Umgerechnet 2270 Euro kosten die Wohnungen pro Quadratmeter. "Und hier entstehen unseren romantischen Villen", sagt Jiang und zeigt auf die Häuser in der vordersten Reihe. Mit eigenem Swimmingpool, direkt am Privatstrand. Die Nachfrage, vor allem aus den Großstädten wie Schanghai oder Guangzhou, sei groß.
Auf der südchinesischen Tropeninsel Hainan herrscht Goldgräberstimmung. In den vergangenen Monaten ist sie zum Symbol der wirtschaftlichen Dynamik und des neuen Wohlstands in China geworden, aber auch zum Ausdruck der Maßlosigkeit, die die Gesellschaft zunehmend spaltet.

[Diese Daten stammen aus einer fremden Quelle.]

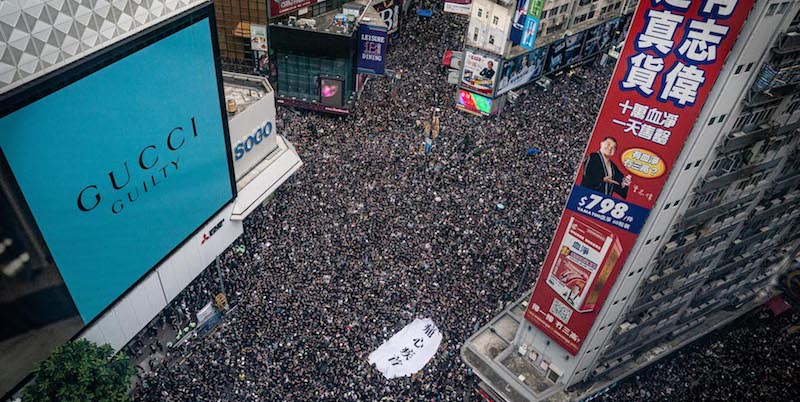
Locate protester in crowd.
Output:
[126,11,797,402]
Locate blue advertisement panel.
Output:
[545,39,567,73]
[520,15,539,49]
[564,32,583,66]
[581,24,605,58]
[0,19,233,322]
[509,0,530,45]
[497,46,547,96]
[358,24,387,75]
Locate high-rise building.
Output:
[454,0,635,116]
[462,0,800,401]
[0,0,302,400]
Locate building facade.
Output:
[456,0,635,116]
[0,0,302,399]
[462,0,800,401]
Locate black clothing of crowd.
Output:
[137,12,611,401]
[134,11,800,402]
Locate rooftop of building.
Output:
[461,291,567,402]
[222,72,272,119]
[274,0,383,36]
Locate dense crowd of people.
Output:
[134,7,797,402]
[137,13,610,401]
[594,308,800,402]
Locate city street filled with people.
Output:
[129,11,798,402]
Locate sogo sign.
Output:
[228,92,278,180]
[233,120,272,163]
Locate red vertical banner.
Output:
[525,0,755,355]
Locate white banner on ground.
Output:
[369,318,442,378]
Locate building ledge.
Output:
[461,292,567,402]
[231,136,303,221]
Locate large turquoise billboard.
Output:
[0,18,234,322]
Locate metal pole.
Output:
[214,256,228,299]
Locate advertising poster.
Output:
[525,0,754,355]
[372,0,403,43]
[456,89,492,116]
[0,18,234,323]
[464,0,514,54]
[250,24,269,52]
[358,23,387,75]
[319,77,344,107]
[461,50,499,97]
[600,18,620,49]
[564,32,584,66]
[497,46,547,95]
[269,0,321,18]
[545,39,567,73]
[520,0,544,49]
[581,24,605,59]
[444,0,472,15]
[509,0,530,45]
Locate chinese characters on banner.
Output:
[369,318,442,378]
[525,0,754,355]
[520,0,544,50]
[269,0,320,18]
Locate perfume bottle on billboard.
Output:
[547,217,622,313]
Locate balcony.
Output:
[698,158,781,192]
[717,121,800,153]
[744,63,800,98]
[772,32,800,54]
[680,193,758,227]
[770,170,800,192]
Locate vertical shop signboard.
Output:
[525,0,754,355]
[520,0,544,50]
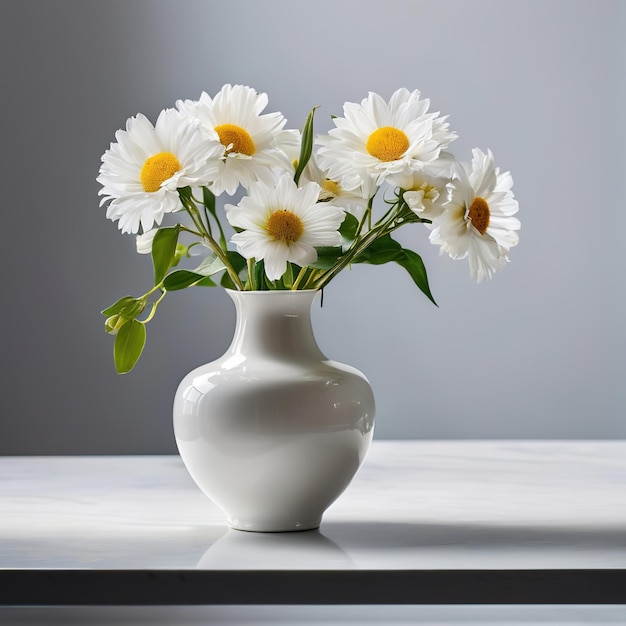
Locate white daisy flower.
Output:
[176,85,293,196]
[318,89,456,189]
[397,168,451,226]
[298,154,368,219]
[430,148,520,282]
[97,109,222,233]
[225,176,344,280]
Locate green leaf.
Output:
[339,213,359,241]
[253,260,264,291]
[395,249,439,306]
[353,235,402,265]
[102,296,146,319]
[113,320,146,374]
[220,250,248,289]
[293,106,317,185]
[101,296,137,317]
[194,254,226,276]
[163,270,216,291]
[152,225,180,285]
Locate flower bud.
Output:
[104,315,127,335]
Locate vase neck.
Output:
[227,290,326,361]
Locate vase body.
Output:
[174,291,374,532]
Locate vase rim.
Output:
[224,287,320,296]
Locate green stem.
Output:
[183,196,244,291]
[137,283,167,324]
[246,257,256,291]
[291,265,309,291]
[312,204,399,289]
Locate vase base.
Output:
[228,518,322,533]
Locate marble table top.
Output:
[0,441,626,605]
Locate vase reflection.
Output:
[196,529,354,570]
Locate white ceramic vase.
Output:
[174,291,374,532]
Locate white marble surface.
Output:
[0,441,626,569]
[0,441,626,603]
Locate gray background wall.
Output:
[0,0,626,454]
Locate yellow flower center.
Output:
[215,124,256,156]
[365,126,409,161]
[467,198,491,235]
[265,210,304,243]
[139,152,183,192]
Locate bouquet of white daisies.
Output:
[97,85,520,373]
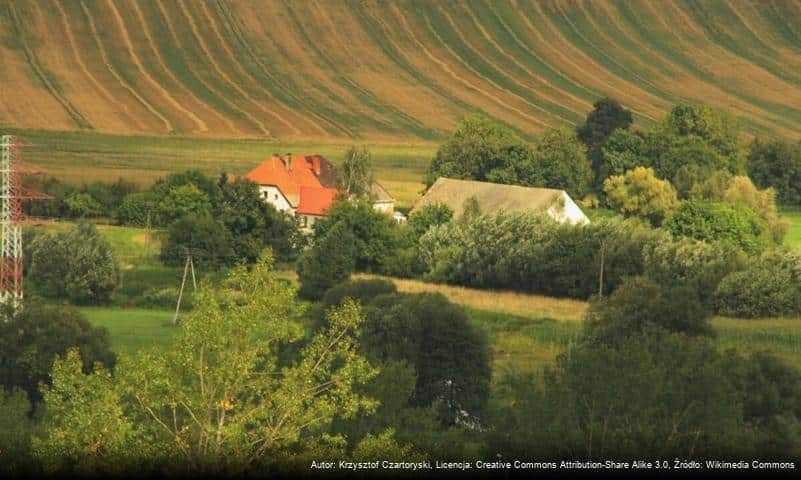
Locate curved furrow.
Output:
[173,0,276,136]
[195,2,300,135]
[692,2,801,86]
[406,5,549,128]
[8,2,92,129]
[150,2,248,135]
[307,0,450,139]
[512,0,668,122]
[131,2,233,132]
[467,1,598,111]
[438,1,577,126]
[209,0,346,136]
[79,0,172,132]
[352,1,472,127]
[53,1,145,131]
[106,0,198,132]
[300,0,438,139]
[283,1,436,138]
[618,4,800,135]
[545,2,680,108]
[654,2,797,133]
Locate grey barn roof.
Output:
[412,177,576,217]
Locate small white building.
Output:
[410,177,590,225]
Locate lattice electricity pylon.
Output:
[0,135,52,308]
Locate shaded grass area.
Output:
[4,129,437,205]
[81,307,178,354]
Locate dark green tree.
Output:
[214,180,302,263]
[663,200,771,254]
[0,298,116,402]
[297,223,357,300]
[30,223,118,303]
[576,97,633,182]
[159,213,237,268]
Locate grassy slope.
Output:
[0,0,801,141]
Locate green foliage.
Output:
[214,180,302,263]
[30,223,118,303]
[0,306,115,402]
[643,238,746,305]
[586,277,712,346]
[664,200,771,254]
[425,114,544,186]
[496,333,754,460]
[117,192,156,227]
[604,167,676,226]
[156,184,211,225]
[715,251,801,317]
[527,128,593,198]
[361,293,491,425]
[408,203,453,238]
[338,145,373,198]
[159,213,236,268]
[748,139,801,205]
[322,279,398,309]
[64,193,103,218]
[576,97,633,181]
[35,255,376,475]
[420,212,666,299]
[298,223,357,300]
[0,388,35,477]
[314,201,398,274]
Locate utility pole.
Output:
[172,249,197,325]
[0,135,52,309]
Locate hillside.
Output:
[0,0,801,142]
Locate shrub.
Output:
[322,279,398,309]
[64,193,103,218]
[156,184,211,225]
[420,212,665,299]
[30,223,118,303]
[586,277,712,345]
[117,192,155,227]
[715,251,801,318]
[0,300,116,402]
[298,224,356,300]
[664,200,771,254]
[604,167,676,226]
[159,213,236,268]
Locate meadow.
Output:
[35,222,801,390]
[0,0,801,141]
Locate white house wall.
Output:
[259,185,294,213]
[548,192,590,225]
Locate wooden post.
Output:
[598,239,606,297]
[172,254,190,325]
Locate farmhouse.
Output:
[245,153,395,229]
[411,177,590,225]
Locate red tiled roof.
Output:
[245,155,327,206]
[297,186,339,217]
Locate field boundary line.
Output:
[8,1,92,130]
[80,0,172,132]
[196,2,301,135]
[437,6,576,126]
[173,0,274,136]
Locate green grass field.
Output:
[10,129,437,206]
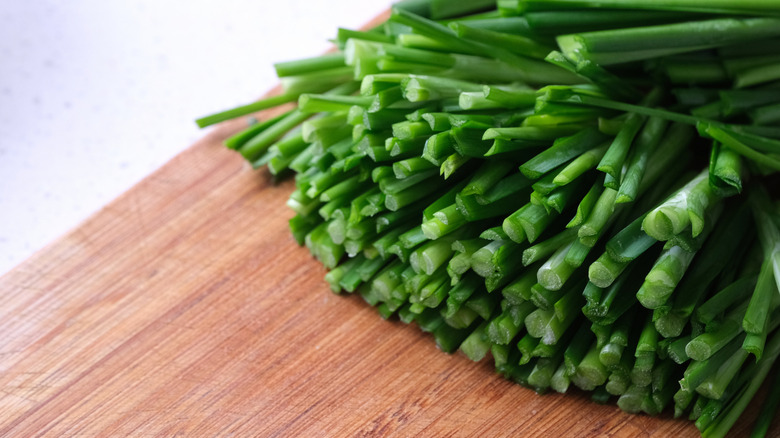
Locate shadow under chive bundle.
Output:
[198,0,780,437]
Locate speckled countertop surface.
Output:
[0,0,391,274]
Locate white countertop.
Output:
[0,0,391,274]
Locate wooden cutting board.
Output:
[0,114,768,437]
[0,11,780,438]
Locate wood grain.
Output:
[0,8,780,432]
[0,114,772,437]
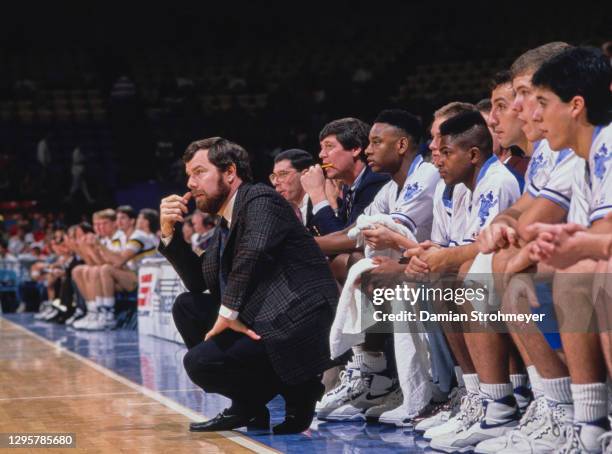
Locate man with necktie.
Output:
[159,137,338,434]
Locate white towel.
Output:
[348,214,417,259]
[329,259,376,358]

Die Regierung in Peking hat das Ziel ausgegeben, Hainan solle bis 2020 ein internationaler Touristen-Hotspot werden. Seitdem bleibt kein Stein auf dem anderen. Am Horizont, wo die drei Flüsse in der Boao-Bay zusammenfließen, sind zwölf eingerüstete Hochhäuser zu sehen. Kräne schwingen umher.
Im Süden der Insel, die so groß ist wie Belgien und auf demselben Breitengrad wie Hawaii liegt, entsteht das größte Hotel Asiens, behauptet der Projektentwickler. Geplant sind eine Windhundrennbahn und ein Kasino, denn Gerüchten zufolge soll das Glücksspielverbot auf Hainan fallen.
Anfang April fand Chinas erste Luxus-Lifestyle-Messe in Sanya statt, der Stadt, die von sich behauptet, Chinas extravagantes Äquivalent zur französischen Riviera zu sein. Für das Wohl von 4000 chinesischen Spitzenverdienern war gesorgt.